Data-Enabled Policy Optimization for Direct Adaptive Learning of the LQR

Feiran Zhao,Florian Dörfler,Alessandro Chiuso,Keyou You
2024-10-04
Abstract:Direct data-driven design methods for the linear quadratic regulator (LQR) mainly use offline or episodic data batches, and their online adaptation has been acknowledged as an open problem. In this paper, we propose a direct adaptive method to learn the LQR from online closed-loop data. First, we propose a new policy parameterization based on the sample covariance to formulate a direct data-driven LQR problem, which is shown to be equivalent to the certainty-equivalence LQR with optimal non-asymptotic guarantees. Second, we design a novel data-enabled policy optimization (DeePO) method to directly update the policy, where the gradient is explicitly computed using only a batch of persistently exciting (PE) data. Third, we establish its global convergence via a projected gradient dominance property. Importantly, we efficiently use DeePO to adaptively learn the LQR by performing only one-step projected gradient descent per sample of the closed-loop system, which also leads to an explicit recursive update of the policy. Under PE inputs and for bounded noise, we show that the average regret of the LQR cost is upper-bounded by two terms signifying a sublinear decrease in time $\mathcal{O}(1/\sqrt{T})$ plus a bias scaling inversely with signal-to-noise ratio (SNR), which are independent of the noise statistics. Finally, we perform simulations to validate the theoretical results and demonstrate the computational and sample efficiency of our method.

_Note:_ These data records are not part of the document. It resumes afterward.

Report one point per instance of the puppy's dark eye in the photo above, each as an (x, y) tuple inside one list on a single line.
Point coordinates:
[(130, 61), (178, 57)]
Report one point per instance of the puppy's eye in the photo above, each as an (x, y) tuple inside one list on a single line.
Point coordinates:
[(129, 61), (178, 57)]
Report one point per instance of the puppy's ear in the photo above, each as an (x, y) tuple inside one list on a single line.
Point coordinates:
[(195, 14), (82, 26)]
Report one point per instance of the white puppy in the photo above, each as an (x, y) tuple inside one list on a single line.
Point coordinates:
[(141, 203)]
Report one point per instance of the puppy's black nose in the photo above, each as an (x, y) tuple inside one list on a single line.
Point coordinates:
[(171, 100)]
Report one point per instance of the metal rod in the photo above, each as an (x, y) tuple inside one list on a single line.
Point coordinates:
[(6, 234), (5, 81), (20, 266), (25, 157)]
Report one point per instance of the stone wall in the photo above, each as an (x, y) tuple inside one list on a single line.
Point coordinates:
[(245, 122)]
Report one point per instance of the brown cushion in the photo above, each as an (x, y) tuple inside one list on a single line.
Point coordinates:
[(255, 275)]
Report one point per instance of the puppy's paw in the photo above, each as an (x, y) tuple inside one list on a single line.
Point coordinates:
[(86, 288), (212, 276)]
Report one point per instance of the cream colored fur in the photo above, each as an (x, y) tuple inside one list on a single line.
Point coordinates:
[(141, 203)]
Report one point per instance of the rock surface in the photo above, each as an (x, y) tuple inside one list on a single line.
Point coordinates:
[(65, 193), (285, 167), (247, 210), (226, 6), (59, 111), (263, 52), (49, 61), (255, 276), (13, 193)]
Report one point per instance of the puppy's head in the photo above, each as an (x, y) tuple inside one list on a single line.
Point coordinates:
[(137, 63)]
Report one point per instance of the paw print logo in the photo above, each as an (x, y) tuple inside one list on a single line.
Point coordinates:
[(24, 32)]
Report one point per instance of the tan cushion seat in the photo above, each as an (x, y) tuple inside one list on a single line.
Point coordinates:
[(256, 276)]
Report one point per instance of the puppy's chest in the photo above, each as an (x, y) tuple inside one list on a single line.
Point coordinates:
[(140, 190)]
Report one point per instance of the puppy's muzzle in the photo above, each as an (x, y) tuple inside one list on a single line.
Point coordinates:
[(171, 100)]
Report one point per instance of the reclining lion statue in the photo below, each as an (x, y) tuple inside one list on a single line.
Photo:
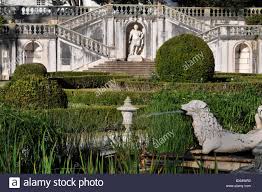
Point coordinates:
[(211, 135)]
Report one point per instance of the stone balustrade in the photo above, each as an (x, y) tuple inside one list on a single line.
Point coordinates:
[(232, 31), (44, 10), (215, 12), (192, 22), (136, 10), (40, 30), (86, 18), (85, 42), (218, 12)]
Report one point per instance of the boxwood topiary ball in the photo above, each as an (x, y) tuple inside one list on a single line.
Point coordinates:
[(185, 58), (36, 69)]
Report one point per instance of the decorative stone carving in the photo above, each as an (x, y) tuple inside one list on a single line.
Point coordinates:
[(211, 135), (136, 44)]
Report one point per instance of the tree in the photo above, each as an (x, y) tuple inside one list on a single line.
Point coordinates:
[(217, 3)]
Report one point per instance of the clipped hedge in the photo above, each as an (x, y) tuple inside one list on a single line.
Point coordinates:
[(216, 87), (235, 111), (91, 97), (34, 92), (185, 58), (87, 81), (137, 85), (74, 73), (36, 69)]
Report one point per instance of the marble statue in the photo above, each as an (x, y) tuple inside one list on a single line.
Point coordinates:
[(136, 43), (212, 137)]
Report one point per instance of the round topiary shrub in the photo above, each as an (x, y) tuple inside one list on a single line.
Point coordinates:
[(34, 92), (185, 58), (36, 69)]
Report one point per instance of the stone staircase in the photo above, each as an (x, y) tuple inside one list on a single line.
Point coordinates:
[(144, 69)]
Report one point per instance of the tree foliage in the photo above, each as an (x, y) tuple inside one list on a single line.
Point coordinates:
[(218, 3)]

Optimization and Control,Systems and Control
What problem does this paper attempt to address?
The problem that this paper attempts to solve is the direct data - driven method for online adaptive learning of the linear quadratic regulator (LQR). Specifically, the existing direct data - driven design methods mainly use offline or piecewise data batches, while the research on online adaptive learning is still insufficient. This paper proposes a new direct adaptive method, aiming to learn LQR from online closed - loop data, and solves the following key problems: 1. **Direct data - driven LQR problem**: - A new strategy parameterization method based on sample covariance is proposed for constructing the direct data - driven LQR problem. - It is proved that this new method is equivalent to the certainty - equivalent LQR with optimal non - asymptotic guarantees. 2. **Data - driven policy optimization (DeePO)**: - A novel data - driven policy optimization method (DeePO) is designed, which can directly calculate the gradient from a set of persistently exciting (PE) data to update the policy. - Its global convergence is established and verified by the projected - gradient - dominance property. 3. **Efficient online adaptive learning**: - An efficient DeePO method that only needs to perform one projected - gradient - descent at each step is proposed to recursively update the policy. - Under the conditions of persistently exciting input and bounded noise, it is proved that the average regret upper bound of the LQR cost is \(O\left(\frac{1}{\sqrt{T}}\right)\) and decreases as the signal - to - noise ratio (SNR) increases. 4. **Non - asymptotic performance guarantees**: - Non - asymptotic performance guarantees of DeePO in adaptive learning of LQR are provided, which are independent of the noise statistical characteristics. - The sub - linear convergence rate of DeePO compared with the single - batch method is shown, indicating its higher sample efficiency. 5. **Simulation verification**: - The theoretical results are verified by simulation, and the superiority of DeePO in terms of computational and sample efficiency is demonstrated. In conclusion, this paper aims to fill the gap in the direct data - driven method for online adaptive learning of LQR and provides an efficient method with theoretical guarantees.